Dans le Sommeil du monstre, Nike Hatzfeld a trente-trois ans lorsque sa légendaire mémoire hypertrophiée le renvoie aux tout premiers jours de sa propre naissance. Nous sommes en 1993. La Yougoslavie agonise, les obus bosno-serbes pleuvent sur l'hôpital de Sarajevo. C'est là que Nike partage son lit et ses premiers jours de vie avec Amir et Leyla, orphelins comme lui. Son destin bascule lorsqu'il se souvient avoir juré, à l'âge de dix-huit jours, de les retrouver et de les « protéger toujours ».
Entre sa mémoire de 1993 et sa réalité contemporaine de 2026, Nike Hatzfeld subit une brutale contraction du temps, qui l'entraîne dans un tourbillon d'apocalypse religieuse obscurantiste, comme si les gènes de son futur de 2026 étaient inscrits dans son premier souffle de 1993.
Un bal macabre secoue la planète, ballotte le monde et ses démocraties, orchestré par un certain Optus Warhole, autoproclamé ; « incarnation du mal suprême »...

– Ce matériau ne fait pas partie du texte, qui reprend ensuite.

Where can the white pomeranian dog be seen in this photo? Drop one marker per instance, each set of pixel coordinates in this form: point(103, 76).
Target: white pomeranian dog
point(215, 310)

Nike et Leyla se trouvent. Amir, de son côté, surnage avec Sacha, une fille paumée, quatrième pièce rapportée d'un puzzle en cours...
Trente-deux décembre voit Optus Warhole, le duplicateur d'humains, se muer en Artiste du Mal Suprême, prompt à jouer et à se jouer de tout, de l'infiniment grand, y compris une ouverture abyssale sur l'inconnu du cosmos, ou de l'infiniment petit, y compris quatre destins humains, il est vrai, pas tout à fait ordinaires, car tout simplement ses préférés : ceux de Nike, Leyla, Amir et ... Sacha.
Le titre Rendez-vous à Paris indiquerait donc que la quête de Nike, sa promesse de reconstituer le trio d'orphelins de Sarajevo 1993, est sur le point de se réaliser ?...
À moins qu'un quatrième et dernier acte...
La tétralogie du Monstre est une histoire à trois voix. Celles de Nike, Leyla et Amir, orphelins de Sarajevo aux quatre coins du monde. Il s'agit avant tout d'un travail sur la mémoire. Mémoire individuelle et collective, où se mêlent des images écrites de l'éclatement de la Yougoslavie, « lieu » de naissance d'Enki Bilal (pays à peine disloqué que déjà sorti des mémoires), et des images peintes d'une entêtante conjugaison passé-présent-futur.
Mémoire prospective aussi, potentielle, élargie des Balkans au reste du monde, comme dans un miroir. Ce monde, seul endroit, il faut bien le dire, qui nous reste.